I tried to use Monarch in a user's guide manual, such the one attached, but the information is too fragmented.

 

My question is:

Is it possible to extract information from a document like this?

 

My reason for this demand:

I need to collect information from dozens of manuals, and put it in a database, at least 50% of each document has data tha can be extracted.

Tagged:

Answers

  • Clinton Chee_22243
    Clinton Chee_22243 New Altair Community Member
    edited January 4

    Hi There,

    When you "tried to use Monarch ....", I'm assuming you are using either the Monarch DataPrepStudio or Monarch Classic - PDF Extractor? Of course it is still possible to extract information - but as you say "the information is too fragmented" because different sections has got their own format and styling.

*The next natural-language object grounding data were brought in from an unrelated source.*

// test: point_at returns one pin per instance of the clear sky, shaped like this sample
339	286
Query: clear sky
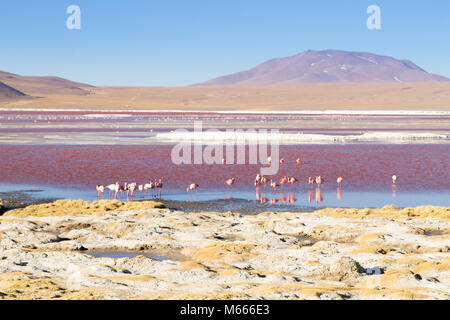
180	42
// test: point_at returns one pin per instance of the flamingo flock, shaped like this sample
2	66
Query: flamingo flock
153	188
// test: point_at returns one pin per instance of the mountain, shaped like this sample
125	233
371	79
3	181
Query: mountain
9	93
329	66
44	85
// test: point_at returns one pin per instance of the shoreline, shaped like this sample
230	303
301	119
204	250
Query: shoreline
47	253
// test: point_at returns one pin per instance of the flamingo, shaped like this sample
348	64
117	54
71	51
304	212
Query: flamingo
100	190
192	186
147	188
121	189
283	181
319	197
257	180
319	180
274	185
230	181
131	188
112	188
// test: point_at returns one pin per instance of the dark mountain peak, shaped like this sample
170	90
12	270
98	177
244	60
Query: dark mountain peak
329	65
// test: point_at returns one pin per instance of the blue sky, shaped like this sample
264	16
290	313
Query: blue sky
180	42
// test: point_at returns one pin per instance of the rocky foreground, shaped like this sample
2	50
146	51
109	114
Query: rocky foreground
46	253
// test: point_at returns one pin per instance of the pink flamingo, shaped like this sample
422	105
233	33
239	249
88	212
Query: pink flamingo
291	198
257	180
147	188
230	181
283	181
130	191
121	189
310	195
274	185
192	186
264	181
319	197
159	185
100	190
339	181
113	188
394	179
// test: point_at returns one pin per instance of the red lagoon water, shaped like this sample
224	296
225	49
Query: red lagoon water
364	167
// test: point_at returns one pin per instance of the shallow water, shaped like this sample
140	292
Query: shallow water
38	152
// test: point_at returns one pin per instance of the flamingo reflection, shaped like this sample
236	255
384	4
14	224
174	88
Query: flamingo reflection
339	194
310	196
319	197
291	198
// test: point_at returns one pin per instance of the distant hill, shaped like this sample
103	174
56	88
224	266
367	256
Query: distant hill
9	93
329	66
44	85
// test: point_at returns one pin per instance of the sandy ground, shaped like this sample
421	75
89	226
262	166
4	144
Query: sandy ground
322	96
383	253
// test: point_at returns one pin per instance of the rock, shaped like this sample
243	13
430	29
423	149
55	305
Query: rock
346	269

    Assuming you have not tried this, one thing that may be of interest is the special tool called "PDF Table Extractor". It can be accessed from Monarch DataPrep Studio, click Open Data -> PDF & Text -> PDF Table Extractor

    Some videos that may be helpful for new users of PDF Table Extractor:

    https://www.youtube.com/watch?v=f1HgpyG3Dts

    https://www.youtube.com/watch?v=7j8FZ72hENg

    Basically, inside PDF Table Extractor, once you've chosen the PDF, click the Auto-Define button, and select All Pages. Wait a few seconds and it will try its best to capture all tables in the PDF. After that, you can review and adjust the table capture borders. Although it may require user to adjust the tables (by dragging the borders), this may still save over 80% of time compared to manual copy and paste into a spreadsheet / database.

    Thanks

     

     

     

  • CPorthouse
    CPorthouse
    Altair Employee
    edited August 2022

    All depends on what data exactly you are looking to extract.  Clinton mentioned the table extractor and that could be a good start.  You may also need to look at floating or regex traps.  It may require a lot of clean up once you pull the data in.

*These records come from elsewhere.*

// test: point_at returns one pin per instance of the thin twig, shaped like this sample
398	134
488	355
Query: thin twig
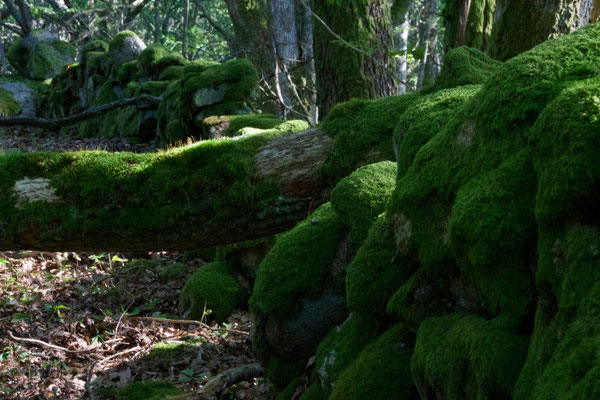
187	322
53	346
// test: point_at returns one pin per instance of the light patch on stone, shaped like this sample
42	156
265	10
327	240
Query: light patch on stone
38	189
465	136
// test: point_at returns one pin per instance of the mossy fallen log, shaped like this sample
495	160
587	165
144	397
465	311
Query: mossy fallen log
201	195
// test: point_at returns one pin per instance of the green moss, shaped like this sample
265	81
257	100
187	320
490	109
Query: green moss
118	41
465	66
171	73
9	107
342	345
152	390
214	286
282	373
297	264
170	60
465	356
45	61
381	371
228	85
127	72
17	55
418	298
376	271
563	361
154	88
361	130
173	271
361	197
314	392
148	56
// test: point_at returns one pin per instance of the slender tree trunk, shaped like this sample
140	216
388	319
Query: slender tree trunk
468	23
342	72
401	22
519	25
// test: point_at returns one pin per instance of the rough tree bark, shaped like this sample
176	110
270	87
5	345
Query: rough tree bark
54	202
342	72
519	25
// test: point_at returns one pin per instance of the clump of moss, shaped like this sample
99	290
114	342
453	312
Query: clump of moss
214	286
361	197
9	107
465	356
425	118
206	90
152	390
376	271
464	66
382	370
173	271
297	264
342	345
362	132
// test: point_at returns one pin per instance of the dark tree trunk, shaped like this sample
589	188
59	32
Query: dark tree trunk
519	25
342	72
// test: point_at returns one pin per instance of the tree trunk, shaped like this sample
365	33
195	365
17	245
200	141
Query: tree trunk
468	23
519	25
401	24
199	196
342	72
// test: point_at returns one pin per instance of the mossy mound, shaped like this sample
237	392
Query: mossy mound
359	127
152	390
376	271
9	107
40	57
465	356
361	197
381	371
212	287
204	90
297	265
342	345
464	66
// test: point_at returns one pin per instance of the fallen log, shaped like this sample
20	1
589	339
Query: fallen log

    One of the hurdles with the PDF file provided is that there are images placed on the page and Monarch removes those and tries to place the text as you would see it.  I did try and save the PDF as a text file and noticed the text is not that much better:

    Screenshot of PDF:

    image

    Copied from PDF:

    SEVERE waRning SignS foR inStaLLation

    Text editor version:

    SEVERE waRning SignS foR inStaLLation
    WARNING

    Monarch version:

    WARNING SEVERE waRning SignS foR inStaLLation

    Basically, within Monarch, you are seeing the actual representation of the underlying text without all of the PDF formatting.